La première ligne d'assurance qualité consiste à inspecter la surface du revêtement pour détecter les fissures, la porosité ou le manque de fusion. L'inspection visuelle (VT) sous grossissement est une étape basique mais essentielle. Pour une évaluation plus sensible, l'inspection par ressuage (DPI) ou l'inspection par ressuage fluorescent (FPI) est la norme. Ces méthodes impliquent l'application d'un liquide pénétrant qui s'infiltre dans les défauts ouverts en surface. Après nettoyage, un révélateur fait ressortir le pénétrant, rendant les défauts clairement visibles. Ceci est crucial pour détecter les microfissures qui pourraient initier une défaillance dans les composants dynamiques pour l'aérospatial et l'aviation.
Pour évaluer la structure interne et la liaison revêtement-substrat, des méthodes volumétriques non destructives sont employées. Les essais par ultrasons (UT) sont très efficaces, utilisant des ondes sonores à haute fréquence pour détecter les vides internes, les inclusions ou les mauvaises adhésions. L'UT par réseau phasé fournit des images en coupe détaillées. Pour les géométries complexes, la tomographie par rayons X (CT) est la référence, créant un modèle volumétrique 3D qui révèle la taille exacte, la forme et l'emplacement de la porosité interne ou des fissures.
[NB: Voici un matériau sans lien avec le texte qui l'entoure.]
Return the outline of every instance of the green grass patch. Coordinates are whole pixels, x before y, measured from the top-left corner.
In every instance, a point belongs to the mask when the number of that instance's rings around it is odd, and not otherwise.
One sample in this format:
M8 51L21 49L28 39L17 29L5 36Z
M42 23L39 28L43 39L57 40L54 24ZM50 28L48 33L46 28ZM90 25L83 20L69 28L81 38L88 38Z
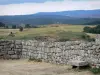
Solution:
M90 69L90 71L91 71L93 74L100 74L100 68L92 68L92 69Z

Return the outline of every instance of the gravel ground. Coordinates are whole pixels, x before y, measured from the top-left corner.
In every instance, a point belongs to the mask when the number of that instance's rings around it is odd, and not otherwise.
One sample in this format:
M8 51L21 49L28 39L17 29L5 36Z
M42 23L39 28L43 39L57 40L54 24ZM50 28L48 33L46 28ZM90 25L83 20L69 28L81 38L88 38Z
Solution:
M0 60L0 75L93 75L86 70L73 70L71 66L29 62L28 60Z

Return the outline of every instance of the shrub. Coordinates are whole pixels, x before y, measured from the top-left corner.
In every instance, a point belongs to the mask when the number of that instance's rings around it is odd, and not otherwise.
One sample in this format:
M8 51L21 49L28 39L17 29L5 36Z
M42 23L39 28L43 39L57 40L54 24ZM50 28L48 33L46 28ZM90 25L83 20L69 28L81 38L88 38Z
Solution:
M92 68L90 71L94 74L99 74L100 73L100 68Z
M22 26L19 27L19 31L21 31L21 32L23 31L23 27Z
M32 57L32 58L30 57L29 61L42 62L42 60L40 58L36 59L34 57Z

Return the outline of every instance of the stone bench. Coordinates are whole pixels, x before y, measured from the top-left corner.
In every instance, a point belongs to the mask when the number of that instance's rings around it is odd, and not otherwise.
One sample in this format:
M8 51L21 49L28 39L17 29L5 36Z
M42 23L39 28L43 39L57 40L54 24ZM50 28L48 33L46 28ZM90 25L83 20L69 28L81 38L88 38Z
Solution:
M73 60L73 61L69 61L68 63L72 65L73 68L88 66L88 63L86 61L80 61L80 60Z

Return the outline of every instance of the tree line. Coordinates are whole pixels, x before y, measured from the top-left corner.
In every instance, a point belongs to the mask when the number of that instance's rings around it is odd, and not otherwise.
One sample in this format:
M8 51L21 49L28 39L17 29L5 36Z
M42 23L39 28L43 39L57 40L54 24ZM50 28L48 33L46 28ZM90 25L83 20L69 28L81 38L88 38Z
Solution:
M17 28L20 28L20 27L23 27L23 28L38 28L38 26L32 26L30 24L25 24L25 26L21 26L21 25L6 25L2 22L0 22L0 28L12 28L12 29L17 29Z
M84 27L84 32L87 33L95 33L100 34L100 25L97 25L96 27Z

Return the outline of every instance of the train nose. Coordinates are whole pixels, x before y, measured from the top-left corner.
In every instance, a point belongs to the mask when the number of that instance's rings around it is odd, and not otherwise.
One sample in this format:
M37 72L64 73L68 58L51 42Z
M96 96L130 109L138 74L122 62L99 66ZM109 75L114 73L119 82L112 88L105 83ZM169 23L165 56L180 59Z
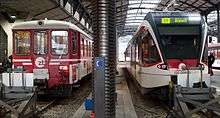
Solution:
M179 69L179 70L186 70L186 69L187 69L187 68L186 68L186 64L180 63L179 66L178 66L178 69Z

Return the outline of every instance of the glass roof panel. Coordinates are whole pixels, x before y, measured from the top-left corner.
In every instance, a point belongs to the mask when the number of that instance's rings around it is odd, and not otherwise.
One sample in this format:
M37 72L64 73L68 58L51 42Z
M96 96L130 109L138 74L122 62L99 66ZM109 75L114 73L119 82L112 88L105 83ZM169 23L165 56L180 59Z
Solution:
M161 0L129 0L127 18L125 25L140 25L144 17L150 11L153 11Z

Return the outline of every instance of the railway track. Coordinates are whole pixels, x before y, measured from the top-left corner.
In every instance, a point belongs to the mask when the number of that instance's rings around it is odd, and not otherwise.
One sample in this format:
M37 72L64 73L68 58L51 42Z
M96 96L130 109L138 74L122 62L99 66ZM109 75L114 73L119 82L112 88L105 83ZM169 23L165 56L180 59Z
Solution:
M38 102L40 118L69 118L75 114L84 99L91 93L90 80L83 80L79 88L75 88L72 96L55 100ZM42 107L43 106L43 107Z
M125 71L124 73L127 73ZM165 118L169 112L168 105L155 97L142 95L134 80L129 75L125 76L137 116L139 118Z

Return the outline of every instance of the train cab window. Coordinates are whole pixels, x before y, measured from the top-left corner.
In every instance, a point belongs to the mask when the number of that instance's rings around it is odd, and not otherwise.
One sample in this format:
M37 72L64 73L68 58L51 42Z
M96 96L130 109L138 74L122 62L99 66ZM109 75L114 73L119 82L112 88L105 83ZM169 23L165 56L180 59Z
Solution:
M16 31L15 36L15 53L17 55L30 54L30 39L31 33L29 31Z
M76 52L76 32L73 31L72 32L72 49L73 49L73 52Z
M62 55L68 52L68 32L52 31L51 33L52 54Z
M34 33L34 53L46 54L47 53L47 32L37 31Z
M159 52L152 36L149 34L145 37L142 44L142 62L143 63L157 63L160 61Z

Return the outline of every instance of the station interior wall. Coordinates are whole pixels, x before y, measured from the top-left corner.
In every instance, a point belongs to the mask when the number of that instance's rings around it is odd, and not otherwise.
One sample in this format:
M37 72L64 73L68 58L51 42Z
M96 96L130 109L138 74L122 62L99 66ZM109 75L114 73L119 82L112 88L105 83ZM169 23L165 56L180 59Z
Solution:
M15 23L22 22L23 20L16 20ZM14 23L9 23L7 20L1 19L0 25L4 29L8 37L8 56L12 55L12 27Z

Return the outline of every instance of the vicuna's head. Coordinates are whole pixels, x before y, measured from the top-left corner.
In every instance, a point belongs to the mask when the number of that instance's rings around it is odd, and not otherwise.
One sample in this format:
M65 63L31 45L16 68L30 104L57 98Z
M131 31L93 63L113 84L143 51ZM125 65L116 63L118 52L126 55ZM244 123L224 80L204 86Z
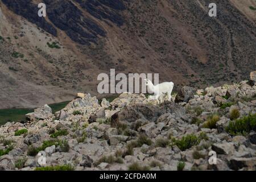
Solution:
M145 81L146 86L148 86L152 83L151 81L147 78L144 79L144 80Z

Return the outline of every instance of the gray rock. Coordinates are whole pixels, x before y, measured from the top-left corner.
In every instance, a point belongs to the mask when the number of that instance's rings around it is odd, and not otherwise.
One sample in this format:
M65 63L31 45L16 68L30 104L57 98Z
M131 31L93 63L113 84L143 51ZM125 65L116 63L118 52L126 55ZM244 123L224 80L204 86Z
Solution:
M196 92L196 89L192 87L183 86L181 88L181 93L184 97L184 102L188 102L189 100L192 99Z
M91 167L93 160L89 155L82 155L82 160L80 162L80 166Z
M229 167L233 170L238 170L244 167L247 168L247 169L255 170L256 158L232 158L229 160Z
M24 139L24 143L31 145L39 140L39 135L35 134L27 135Z
M35 109L34 113L27 114L26 119L29 121L36 121L41 119L45 119L53 115L52 113L52 109L47 104L44 106Z
M5 155L0 157L0 170L9 171L15 169L13 158L10 155Z
M21 155L23 153L22 150L18 148L12 150L9 152L9 153L8 153L8 154L13 156L19 156Z
M213 144L212 148L220 154L232 155L235 151L234 144L226 141Z
M121 135L113 135L109 136L110 144L115 146L120 142L126 142L128 139L129 136Z
M48 155L52 155L53 153L55 152L55 146L53 145L52 146L46 147L44 151Z

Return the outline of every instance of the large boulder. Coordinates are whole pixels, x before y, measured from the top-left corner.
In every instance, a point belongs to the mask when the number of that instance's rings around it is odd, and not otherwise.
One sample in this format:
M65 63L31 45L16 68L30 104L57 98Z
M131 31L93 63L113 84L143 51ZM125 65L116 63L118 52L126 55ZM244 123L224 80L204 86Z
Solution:
M28 121L36 121L43 120L53 116L52 113L52 109L47 104L35 109L34 113L30 113L26 115L26 117Z
M250 74L250 78L254 84L256 84L256 71L251 72Z
M86 106L99 107L96 97L92 97L89 93L85 94L82 98L78 98L69 102L65 108L67 109L76 109Z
Ceci est souvent effectué après le pressage isostatique à chaud (HIP) pour vérifier la fermeture des pores.
Ces tests vérifient que le matériau de revêtement répond aux critères de performance spécifiés. La pratique standard inclut : Test de dureté : Cartographier la dureté (Rockwell ou Vickers) sur le revêtement, l'interface et le substrat pour assurer une réponse de durcissement appropriée et une uniformité. Analyse métallographique : Couper en coupe transversale le composant, le polir et le attaquer pour examiner la microstructure au microscope. Ceci confirme une fusion correcte, l'absence de phases délétères et une ligne de liaison saine et diffusée. Tests mécaniques : Pour les qualifications critiques, des éprouvettes de traction, de flexion ou de fatigue sont extraites d'échantillons représentatifs de revêtement ou de la pièce elle-même pour valider la résistance, la ductilité et la durée de vie en fatigue.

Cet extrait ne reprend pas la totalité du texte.